I tried to run aptitude update which told me:

E: dpkg was interrupted, you must manually run 'dpkg --configure -a' to correct the problem.
E: Couldn't rebuild package cache

Running dpkg --configure -a filled the memory and swap very fast until I was able to CTRL-C the dpkg process. See the attached screenshot for a htop output.

Can you help me to get the server to a normal state again?

TIA Bernhard

Status: 
Closed (fixed)

Comments

Joe's picture
Submitted by Joe on Sat, 07/04/2009 - 15:48 Pro Licensee

I'm not sure what's happening there. But, I do recall the postinstall process of the virtual-server module did do something wonky during the last upgrade cycle...I think maybe we have some sort of bug in the Debian packages, but I don't know what. The postinstall, at least, seems to return false and makes dpkg unhappy.

As for the memory usage, I have no idea. Could you look at top and sort by memory usage and add that here? (Start top and press "Shift-M" to switch to sort on memory)

I'm pretty sure the upgrade of the packages we just rolled out would not impact Apache, unless the OOM (out of memory) killer kicked in because of memory usage during the upgrade. I don't think any of our postinstall scripts mess with Apache at all.

I downgraded to Virtualmin 3.69 which went well. Trying to upgrade again put the memory high again. Only process responsible for that is /usr/bin/perl /usr/share/webmin/run-postinstalls.pl virtual-server

See the attached screenshot for the memory usage. Since that machine is a production server I stuck to Virtualmin 3.69 so far.

BTW: I do not see any problem related to Apache too.

Hi both,

Just to add that the exact same thing happened to me and during 'upgrade all' the entire server went down big style - swap filled in seconds. Rebooting via console just did the same thing again, and it was a bitch to shut down and restart as well.

Server was unrecoverably b0rked, and I have had to load a backup and boot from that (luckily I had a full image from just a few hours before the upgrade killed the server).

I'm also on XEN (at Linode) and also on Debian (Lenny).

Bad bug this one.
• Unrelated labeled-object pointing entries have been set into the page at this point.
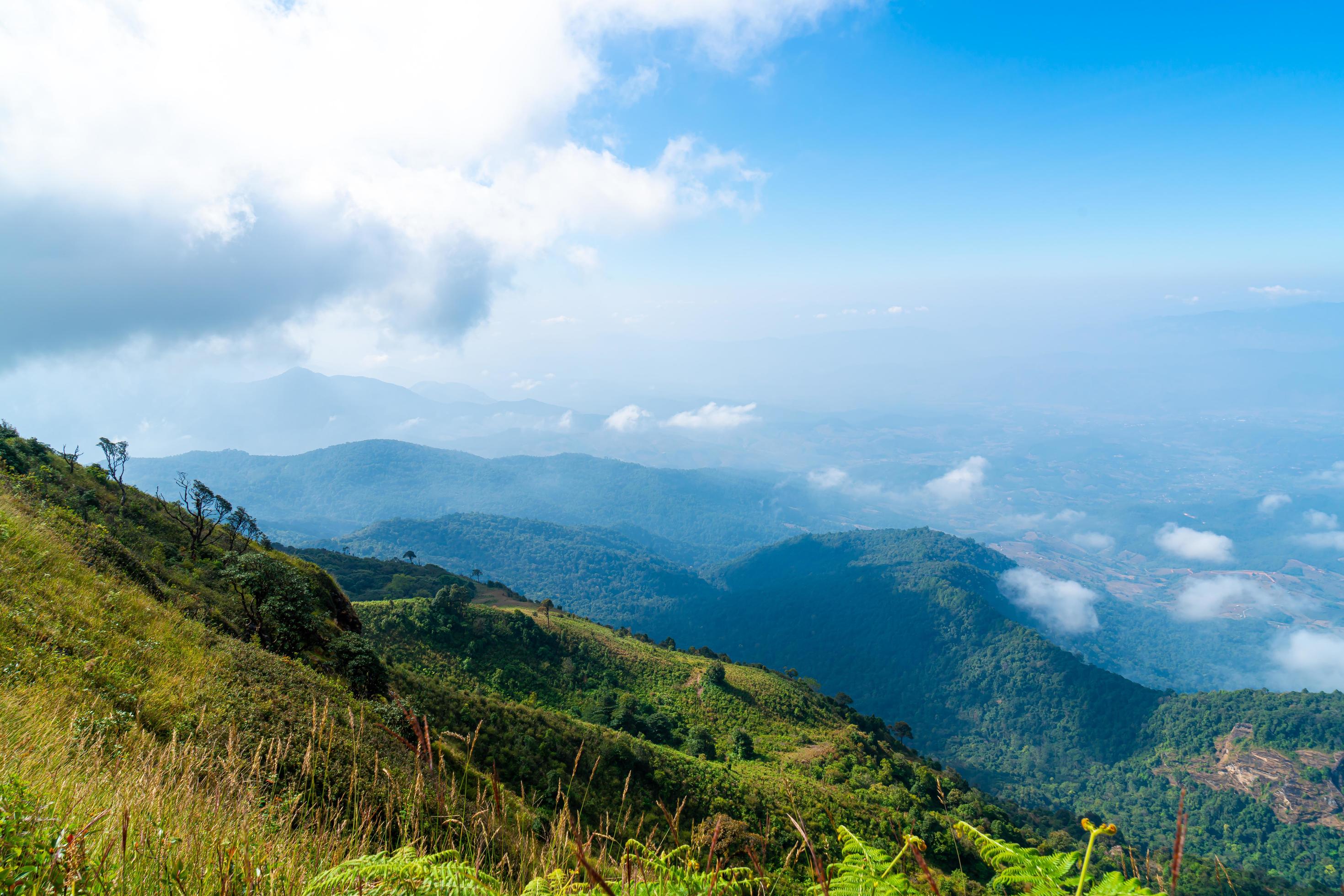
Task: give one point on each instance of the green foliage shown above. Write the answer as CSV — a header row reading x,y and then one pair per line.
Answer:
x,y
1019,868
404,874
865,869
355,659
699,742
275,598
593,571
690,516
Should have been caught before release.

The Virtualmin screen is again saying there are updates available obviously, but I'm not touching that upgrade again for obvious reasons.
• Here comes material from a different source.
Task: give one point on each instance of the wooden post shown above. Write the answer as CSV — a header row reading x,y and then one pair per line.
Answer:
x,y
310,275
Wow, having postinstall.pl using 2gb of ram is surprising! Any chance I could login to this system and see what is going wrong?

Rogi - which packages did you upgrade? Was it just the Virtualmin updates, or were others included too?

I have a few test systems that were upgraded to 3.70 with no problems.

Rogi - which packages did you upgrade? Was it just the Virtualmin updates, or were others included too?

I have a few test systems that were upgraded to 3.70 with no problems.

Hi there Jamie,

I only upgraded the Virtualmin packages that were shown on the VM login screen - I just clicked 'update all' as usual, and then things went very haywire very quickly.

Nothing else was updated at the same time, the server was, and still is other than your upgrades, fully up to date.

I only have 540 megs memory btw, so if it was OOMing the above 2 gig system, well mine wouldn't have stood a chance.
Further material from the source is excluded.